Necesitó un par de horas para que sus aprensiones se distendieran. Dejando sus pensamientos vagabundear lejos de las brumas, se sorprendió recordando lo poco que había visto de Titiaka tres años atrás. Lo que más lo había marcado había sido aquel puente enorme que sobrevolaba la ciudad, juntando la Colina Serena con el Cerro Cortés. Luego, se acordaba de haber pensado que no reinaba en Titiaka ese olor nauseabundo que flotaba sobre Dazbon. Y eso que, según Tsu, la capital federal tenía tantos habitantes como la republicana, pero la azotaban los vientos del Océano Caminante casi todos los días.

Bostezó y sonrió pensando en las brumas tras pillarse abriendo la boca en grande. Nosotros los Xalyas creeremos tal vez muchas insensateces, pero los federados no nos van a la zaga. Las brumas formaban ahora círculos alrededor de la cabeza de los caballos, como oscuras serpientes voladoras. Los susurros habían vuelto a apagarse.

“Están cerca”, dijo de pronto Tahisrán. Su voz sonaba inquieta.

—¿Quiénes? —preguntó Dashvara en un murmullo. Se puso rígido cuando uno de los jinetes lo atravesó con la mirada. Desvió la vista hacia el saco, a sus pies.

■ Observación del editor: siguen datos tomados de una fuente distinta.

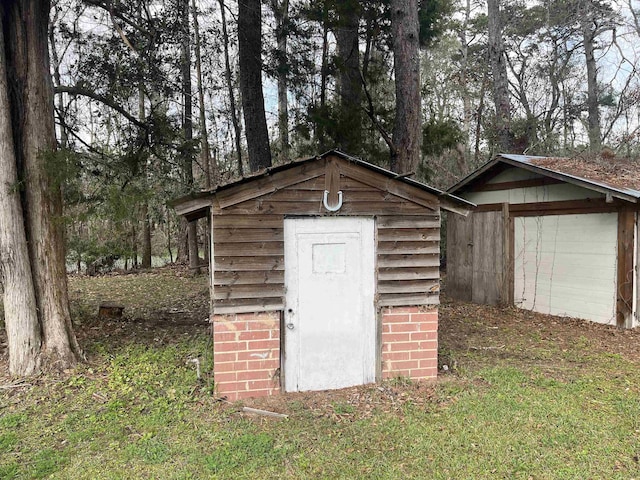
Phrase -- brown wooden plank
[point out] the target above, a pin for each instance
(269, 183)
(390, 261)
(459, 256)
(411, 299)
(402, 247)
(427, 221)
(408, 273)
(346, 184)
(254, 207)
(332, 182)
(507, 261)
(487, 269)
(225, 292)
(397, 187)
(249, 249)
(232, 264)
(248, 277)
(528, 183)
(409, 286)
(245, 221)
(294, 195)
(624, 297)
(409, 234)
(228, 307)
(232, 235)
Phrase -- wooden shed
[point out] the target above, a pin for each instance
(552, 235)
(324, 274)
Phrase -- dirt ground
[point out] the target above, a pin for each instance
(470, 335)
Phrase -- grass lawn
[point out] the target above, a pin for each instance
(526, 396)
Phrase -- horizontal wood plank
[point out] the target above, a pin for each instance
(428, 221)
(409, 234)
(228, 307)
(262, 185)
(248, 277)
(388, 261)
(410, 299)
(232, 235)
(528, 183)
(408, 273)
(402, 247)
(395, 186)
(346, 184)
(244, 221)
(249, 249)
(231, 264)
(257, 207)
(225, 292)
(292, 195)
(409, 286)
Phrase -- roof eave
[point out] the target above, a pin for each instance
(591, 185)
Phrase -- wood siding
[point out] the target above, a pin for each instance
(477, 256)
(248, 243)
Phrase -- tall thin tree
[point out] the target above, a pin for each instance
(407, 131)
(250, 57)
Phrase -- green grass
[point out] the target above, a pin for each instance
(137, 410)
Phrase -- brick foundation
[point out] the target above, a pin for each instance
(246, 354)
(409, 342)
(246, 351)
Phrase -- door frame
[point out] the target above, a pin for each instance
(376, 312)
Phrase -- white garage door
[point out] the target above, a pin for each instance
(566, 265)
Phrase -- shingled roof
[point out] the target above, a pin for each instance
(618, 177)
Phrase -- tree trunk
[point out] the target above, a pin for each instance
(31, 105)
(324, 74)
(250, 59)
(588, 38)
(500, 81)
(281, 14)
(146, 236)
(349, 131)
(64, 139)
(407, 131)
(187, 128)
(232, 98)
(21, 317)
(210, 169)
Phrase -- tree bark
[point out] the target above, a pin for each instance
(31, 106)
(500, 81)
(281, 14)
(250, 59)
(232, 98)
(210, 169)
(593, 111)
(349, 131)
(21, 317)
(407, 131)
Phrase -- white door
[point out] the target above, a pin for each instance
(566, 265)
(329, 314)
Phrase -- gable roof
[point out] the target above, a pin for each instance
(194, 205)
(619, 179)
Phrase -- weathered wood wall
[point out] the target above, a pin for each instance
(248, 243)
(476, 257)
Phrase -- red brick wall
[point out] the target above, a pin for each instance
(246, 354)
(409, 342)
(246, 351)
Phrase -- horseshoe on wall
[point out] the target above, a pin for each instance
(325, 201)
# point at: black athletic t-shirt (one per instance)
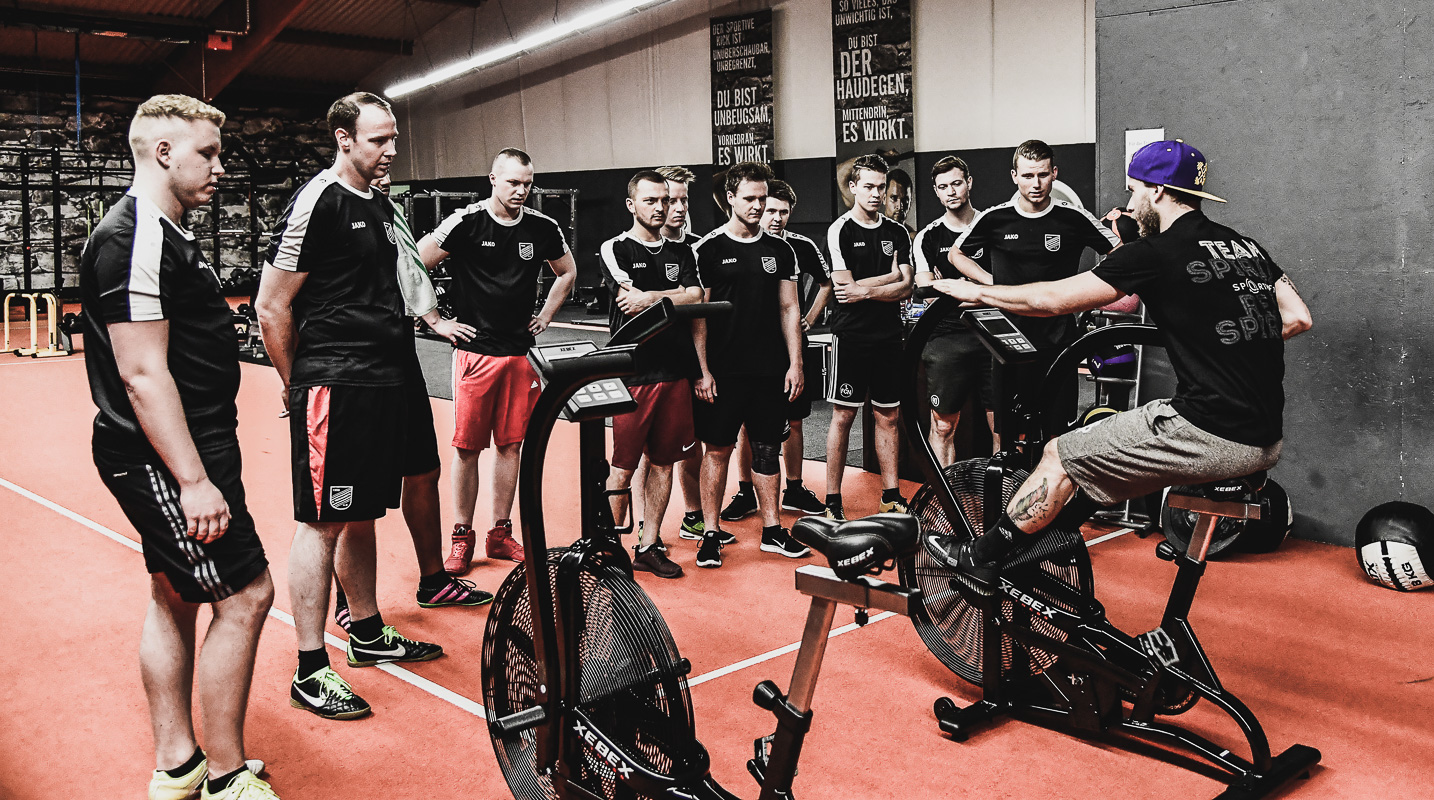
(139, 265)
(868, 251)
(749, 274)
(661, 265)
(1212, 293)
(1026, 248)
(929, 254)
(495, 265)
(352, 324)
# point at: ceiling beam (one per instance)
(202, 73)
(346, 42)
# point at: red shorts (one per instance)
(661, 426)
(492, 399)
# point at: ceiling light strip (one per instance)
(525, 45)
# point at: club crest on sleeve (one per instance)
(340, 496)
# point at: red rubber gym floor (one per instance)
(1321, 655)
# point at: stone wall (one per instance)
(284, 146)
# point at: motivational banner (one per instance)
(871, 48)
(742, 88)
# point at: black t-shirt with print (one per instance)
(868, 251)
(139, 265)
(495, 265)
(1026, 248)
(661, 265)
(749, 274)
(1212, 293)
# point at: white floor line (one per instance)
(779, 653)
(419, 681)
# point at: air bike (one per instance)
(585, 690)
(1041, 648)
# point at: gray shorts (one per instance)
(1146, 449)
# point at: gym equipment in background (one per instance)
(1040, 645)
(585, 690)
(1395, 545)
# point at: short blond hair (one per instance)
(677, 174)
(169, 106)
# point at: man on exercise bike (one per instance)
(1225, 308)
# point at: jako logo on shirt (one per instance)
(340, 496)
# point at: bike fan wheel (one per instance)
(633, 683)
(948, 622)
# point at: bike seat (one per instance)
(859, 546)
(1235, 498)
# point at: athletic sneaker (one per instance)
(803, 501)
(654, 559)
(162, 786)
(898, 505)
(743, 505)
(501, 542)
(390, 645)
(342, 615)
(691, 528)
(329, 696)
(709, 555)
(461, 558)
(455, 592)
(247, 786)
(782, 542)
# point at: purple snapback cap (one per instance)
(1173, 165)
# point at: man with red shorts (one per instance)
(495, 250)
(643, 267)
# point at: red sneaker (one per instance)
(461, 558)
(501, 542)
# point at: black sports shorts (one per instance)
(957, 364)
(352, 446)
(149, 498)
(753, 400)
(863, 370)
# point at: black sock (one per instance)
(432, 582)
(188, 766)
(997, 542)
(311, 661)
(222, 782)
(367, 630)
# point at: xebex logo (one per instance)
(602, 751)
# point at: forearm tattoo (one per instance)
(1031, 505)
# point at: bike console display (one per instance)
(1001, 337)
(604, 397)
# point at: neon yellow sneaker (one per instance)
(244, 787)
(187, 786)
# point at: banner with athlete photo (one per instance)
(871, 53)
(742, 89)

“Creo que son espejendros”, contestó la sombra. “¿Nunca has oído hablar de ellos? Son criaturas de lo más horrendas. Me encontré con uno una vez, en los Subterráneos. Huí de milagro antes de que me friese demasiado a energías. Como sabrás, nosotros, las sombras, no tenemos mucho aguante contra los ataques energéticos y esas criaturas son energía pura. No son carnívoras, comen minerales”, apuntó, como adivinando una pregunta de Dashvara, “pero no dejan de ser muy peligrosas. En la Escuela de Gon, leí una vez que se regocijan atormentando a los que penetran en su territorio hasta acabar definitivamente con su cordura. Oh”, murmuró entonces. “Creo que hay uno que se está acercando.”

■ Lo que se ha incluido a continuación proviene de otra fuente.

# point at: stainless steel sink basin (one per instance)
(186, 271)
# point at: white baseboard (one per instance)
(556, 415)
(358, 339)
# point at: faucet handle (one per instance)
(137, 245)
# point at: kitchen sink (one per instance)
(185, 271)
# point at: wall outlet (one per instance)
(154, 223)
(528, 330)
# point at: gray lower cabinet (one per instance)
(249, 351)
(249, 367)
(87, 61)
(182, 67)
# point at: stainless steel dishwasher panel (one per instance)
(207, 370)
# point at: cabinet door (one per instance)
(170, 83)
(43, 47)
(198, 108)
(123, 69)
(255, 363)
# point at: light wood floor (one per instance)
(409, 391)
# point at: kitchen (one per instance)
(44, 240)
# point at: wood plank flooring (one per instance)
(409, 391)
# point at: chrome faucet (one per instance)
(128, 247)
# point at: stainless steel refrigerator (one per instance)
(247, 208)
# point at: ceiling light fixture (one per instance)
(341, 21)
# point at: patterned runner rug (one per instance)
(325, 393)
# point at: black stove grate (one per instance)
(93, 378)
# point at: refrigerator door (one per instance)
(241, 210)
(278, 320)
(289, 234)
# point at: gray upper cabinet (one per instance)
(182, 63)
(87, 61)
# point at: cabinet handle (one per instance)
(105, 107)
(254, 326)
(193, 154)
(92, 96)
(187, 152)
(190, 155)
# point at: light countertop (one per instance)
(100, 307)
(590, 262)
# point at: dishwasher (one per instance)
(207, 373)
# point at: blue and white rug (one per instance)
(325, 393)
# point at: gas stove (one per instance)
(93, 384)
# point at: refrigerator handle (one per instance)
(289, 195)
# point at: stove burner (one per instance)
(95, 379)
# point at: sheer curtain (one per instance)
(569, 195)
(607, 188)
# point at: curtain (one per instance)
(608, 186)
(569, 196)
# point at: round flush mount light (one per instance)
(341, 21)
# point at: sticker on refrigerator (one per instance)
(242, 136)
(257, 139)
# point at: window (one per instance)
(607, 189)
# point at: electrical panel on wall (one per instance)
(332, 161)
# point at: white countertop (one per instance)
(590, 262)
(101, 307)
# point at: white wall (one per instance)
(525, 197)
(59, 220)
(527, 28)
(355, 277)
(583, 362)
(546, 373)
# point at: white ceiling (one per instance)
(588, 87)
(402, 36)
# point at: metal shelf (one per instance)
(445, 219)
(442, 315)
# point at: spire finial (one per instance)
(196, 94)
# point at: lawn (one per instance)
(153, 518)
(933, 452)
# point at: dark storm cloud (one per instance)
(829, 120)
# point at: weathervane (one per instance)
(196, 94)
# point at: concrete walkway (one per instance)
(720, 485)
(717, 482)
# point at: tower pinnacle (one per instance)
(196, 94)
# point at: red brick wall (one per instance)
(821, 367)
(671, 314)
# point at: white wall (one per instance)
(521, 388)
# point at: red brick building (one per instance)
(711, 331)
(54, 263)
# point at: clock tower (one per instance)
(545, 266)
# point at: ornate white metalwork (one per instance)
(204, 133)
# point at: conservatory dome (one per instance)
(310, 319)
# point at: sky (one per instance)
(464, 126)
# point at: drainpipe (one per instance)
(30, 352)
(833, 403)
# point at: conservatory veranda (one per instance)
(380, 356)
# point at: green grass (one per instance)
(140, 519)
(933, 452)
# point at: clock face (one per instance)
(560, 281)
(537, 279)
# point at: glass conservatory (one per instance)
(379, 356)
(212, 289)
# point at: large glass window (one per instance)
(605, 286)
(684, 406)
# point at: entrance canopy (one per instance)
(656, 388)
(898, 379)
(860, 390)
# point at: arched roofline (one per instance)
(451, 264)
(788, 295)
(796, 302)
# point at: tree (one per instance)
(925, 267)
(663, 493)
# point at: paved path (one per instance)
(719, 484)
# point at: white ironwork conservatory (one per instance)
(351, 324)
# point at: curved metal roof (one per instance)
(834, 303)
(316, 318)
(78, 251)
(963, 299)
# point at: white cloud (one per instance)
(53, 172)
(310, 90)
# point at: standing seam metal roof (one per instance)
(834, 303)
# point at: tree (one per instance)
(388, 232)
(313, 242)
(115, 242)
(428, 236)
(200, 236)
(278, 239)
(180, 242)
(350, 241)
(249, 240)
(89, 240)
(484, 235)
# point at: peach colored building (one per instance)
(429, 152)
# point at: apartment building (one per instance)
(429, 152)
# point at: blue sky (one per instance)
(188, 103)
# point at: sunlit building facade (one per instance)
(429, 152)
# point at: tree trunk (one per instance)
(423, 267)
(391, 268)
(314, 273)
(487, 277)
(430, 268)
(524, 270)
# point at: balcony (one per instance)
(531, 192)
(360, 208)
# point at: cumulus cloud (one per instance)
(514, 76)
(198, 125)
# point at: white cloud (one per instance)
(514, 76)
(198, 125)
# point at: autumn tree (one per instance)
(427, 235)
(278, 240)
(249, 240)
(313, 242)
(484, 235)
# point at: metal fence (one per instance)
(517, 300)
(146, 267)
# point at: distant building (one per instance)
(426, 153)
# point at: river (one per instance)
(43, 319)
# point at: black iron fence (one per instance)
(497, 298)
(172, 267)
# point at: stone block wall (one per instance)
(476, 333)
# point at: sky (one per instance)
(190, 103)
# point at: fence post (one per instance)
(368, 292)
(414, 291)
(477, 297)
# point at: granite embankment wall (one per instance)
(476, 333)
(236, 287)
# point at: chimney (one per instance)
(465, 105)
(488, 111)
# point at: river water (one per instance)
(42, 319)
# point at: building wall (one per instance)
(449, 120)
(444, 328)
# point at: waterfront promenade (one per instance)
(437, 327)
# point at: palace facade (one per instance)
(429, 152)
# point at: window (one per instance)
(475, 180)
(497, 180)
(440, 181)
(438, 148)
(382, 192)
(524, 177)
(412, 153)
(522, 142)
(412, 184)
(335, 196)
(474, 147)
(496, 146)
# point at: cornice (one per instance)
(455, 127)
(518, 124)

Dashvara echó ojeadas nerviosas a su alrededor. Makarva, Zamoy, Miflin y Lumon parecían haber oído las palabras de la sombra porque también se removieron, inquietos.

Espejendros, se repitió Dashvara con un escalofrío. Finalmente, las criaturas que vivían en Ariltuán tal vez no fueran tan terribles. Por lo menos, cuando te atacaban, sabías que lo hacían porque tenían hambre…

De pronto, Zamoy estornudó violentamente.

El estornudo resonó en toda la depresión y se prolongó. Parecía como si la bruma hubiese retomado su eco.